Without Irving on the court, the Cavaliers offense sputtered last Thursday, allowing the Warriors to pull away in overtime for the Game 1 victory. With Irving declared out for the series—and with Cleveland having already lost star forward Kevin Love to a shoulder injuryoddsmakers and commentators quickly buried the Cavaliers. There was talk of a sweep.
A week later, it's the Cavaliers who are in command of the series thanks in large part to Irving's scruffy understudy, the one who has inspired countless Teen Wolf memes on Twitter.
"I'm definitely not surprised as much as everyone else is," Irving said of Dellavedova, recalling his first time competing against him in a summer workout three years ago. "First time I went to Vegas, first time I played against him, he commanded my respect. Whether that be in a pickup game or us playing a scrimmage in practice, it was going to be hard-fought, and I knew exactly what I was getting myself into. So once you step into thatI want to call it a ring with Dellyyou better be ready to rumble."
Most people, Cavaliers officials included, could not have seen any of this coming. The 6'4", 200-pound Dellavedova was a lowly regarded prospect after a four-year career at Saint Mary's College in the California Bay Area. He signed a partially guaranteed, minimum contract with the Cavaliers in September 2013 to compete for the role of third-string point guard behind Irving and Jarrett Jack.
The Cavaliers traded Jack to Brooklyn last summer in a rush to clear salary-cap room to sign James. That was the first among many events that opened the door for Dellavedova's unlikely rise.
Given the chance, Griffin would add another point guard today if the rules permitted. The Cavaliers need all the bodies and ball-handlers they can get. But they're happy enough with the way things have evolved.
"Right now, we're benefiting from the fact that Delly just refuses to feel limitation," Griffin enthused. "He refuses to believe that there's something he cannot do."
Griffin, who came up in the Phoenix Suns organization, recalled a favorite motto of Suns legend Dick Van Arsdale, who was fond of saying, "Them's that can, do."
"Delly can exceed expectations because that's all he's ever done," Griffin said. "It's all he knows how to do.

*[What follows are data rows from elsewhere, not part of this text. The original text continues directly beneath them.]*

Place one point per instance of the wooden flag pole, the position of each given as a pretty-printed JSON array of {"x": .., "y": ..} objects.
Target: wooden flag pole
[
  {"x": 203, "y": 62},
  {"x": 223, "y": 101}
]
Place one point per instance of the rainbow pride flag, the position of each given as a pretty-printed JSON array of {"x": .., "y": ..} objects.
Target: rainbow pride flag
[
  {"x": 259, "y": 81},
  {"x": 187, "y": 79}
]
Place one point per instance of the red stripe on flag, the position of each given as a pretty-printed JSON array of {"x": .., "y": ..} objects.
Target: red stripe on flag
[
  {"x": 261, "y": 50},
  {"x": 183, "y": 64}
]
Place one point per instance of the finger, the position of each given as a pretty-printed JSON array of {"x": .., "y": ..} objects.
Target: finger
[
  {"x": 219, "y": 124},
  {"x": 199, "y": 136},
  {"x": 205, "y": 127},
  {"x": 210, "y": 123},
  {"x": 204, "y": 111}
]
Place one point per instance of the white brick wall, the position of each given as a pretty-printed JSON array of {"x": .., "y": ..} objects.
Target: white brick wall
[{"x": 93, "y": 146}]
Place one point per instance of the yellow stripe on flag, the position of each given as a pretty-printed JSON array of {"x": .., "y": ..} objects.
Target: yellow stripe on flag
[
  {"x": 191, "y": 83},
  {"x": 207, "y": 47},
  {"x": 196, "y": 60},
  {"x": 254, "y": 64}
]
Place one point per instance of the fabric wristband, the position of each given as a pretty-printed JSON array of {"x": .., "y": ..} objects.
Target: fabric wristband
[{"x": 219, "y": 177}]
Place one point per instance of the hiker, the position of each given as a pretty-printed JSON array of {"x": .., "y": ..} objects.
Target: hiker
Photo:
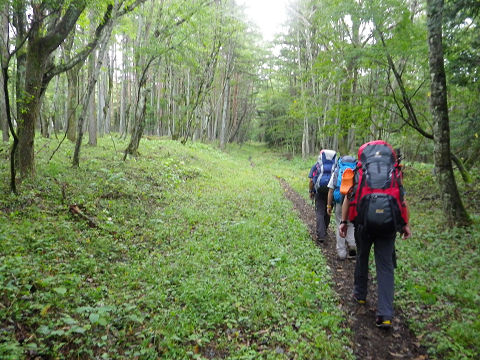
[
  {"x": 375, "y": 204},
  {"x": 345, "y": 245},
  {"x": 319, "y": 176}
]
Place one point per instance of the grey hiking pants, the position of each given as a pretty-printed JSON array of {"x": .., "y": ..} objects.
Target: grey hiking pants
[
  {"x": 323, "y": 219},
  {"x": 383, "y": 247}
]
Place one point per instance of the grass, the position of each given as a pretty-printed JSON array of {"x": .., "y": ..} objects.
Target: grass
[
  {"x": 195, "y": 254},
  {"x": 438, "y": 270}
]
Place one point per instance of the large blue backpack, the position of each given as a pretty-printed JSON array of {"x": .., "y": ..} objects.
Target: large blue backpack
[
  {"x": 325, "y": 165},
  {"x": 345, "y": 162}
]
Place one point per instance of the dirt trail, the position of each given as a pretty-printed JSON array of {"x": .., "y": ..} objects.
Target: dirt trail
[{"x": 369, "y": 342}]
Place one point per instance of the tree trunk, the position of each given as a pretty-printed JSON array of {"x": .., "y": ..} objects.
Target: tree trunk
[
  {"x": 139, "y": 124},
  {"x": 92, "y": 116},
  {"x": 3, "y": 57},
  {"x": 454, "y": 211},
  {"x": 92, "y": 80}
]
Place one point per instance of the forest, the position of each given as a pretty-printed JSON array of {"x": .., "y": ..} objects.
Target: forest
[{"x": 154, "y": 162}]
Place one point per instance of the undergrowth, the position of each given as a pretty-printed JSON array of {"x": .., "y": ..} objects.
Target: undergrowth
[
  {"x": 438, "y": 275},
  {"x": 184, "y": 252}
]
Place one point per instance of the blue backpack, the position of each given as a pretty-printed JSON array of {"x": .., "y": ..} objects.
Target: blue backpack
[
  {"x": 345, "y": 162},
  {"x": 325, "y": 165}
]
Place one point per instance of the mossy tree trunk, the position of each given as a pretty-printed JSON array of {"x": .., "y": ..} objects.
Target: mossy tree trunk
[{"x": 453, "y": 208}]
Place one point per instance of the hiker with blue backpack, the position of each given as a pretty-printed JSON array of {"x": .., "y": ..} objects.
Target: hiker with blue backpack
[
  {"x": 319, "y": 176},
  {"x": 376, "y": 206},
  {"x": 345, "y": 245}
]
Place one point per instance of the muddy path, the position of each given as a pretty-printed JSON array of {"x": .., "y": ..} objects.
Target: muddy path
[{"x": 369, "y": 342}]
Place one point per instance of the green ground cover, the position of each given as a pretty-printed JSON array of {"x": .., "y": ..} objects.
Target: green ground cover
[
  {"x": 194, "y": 253},
  {"x": 438, "y": 274},
  {"x": 197, "y": 254}
]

It's not like you take a kid who grew up being one thing and had to figure out how to be tough. This kid's only here because he has this. So it's what he does."
How big is Dellavedova now? On Wednesday, an Australian reporter asked James—known as "The King"—if he would endorse the knighting of his teammate as Sir Dellavedova.
James chuckled but quickly embraced the idea. "Whatever that guy wants or needs, I'm all for."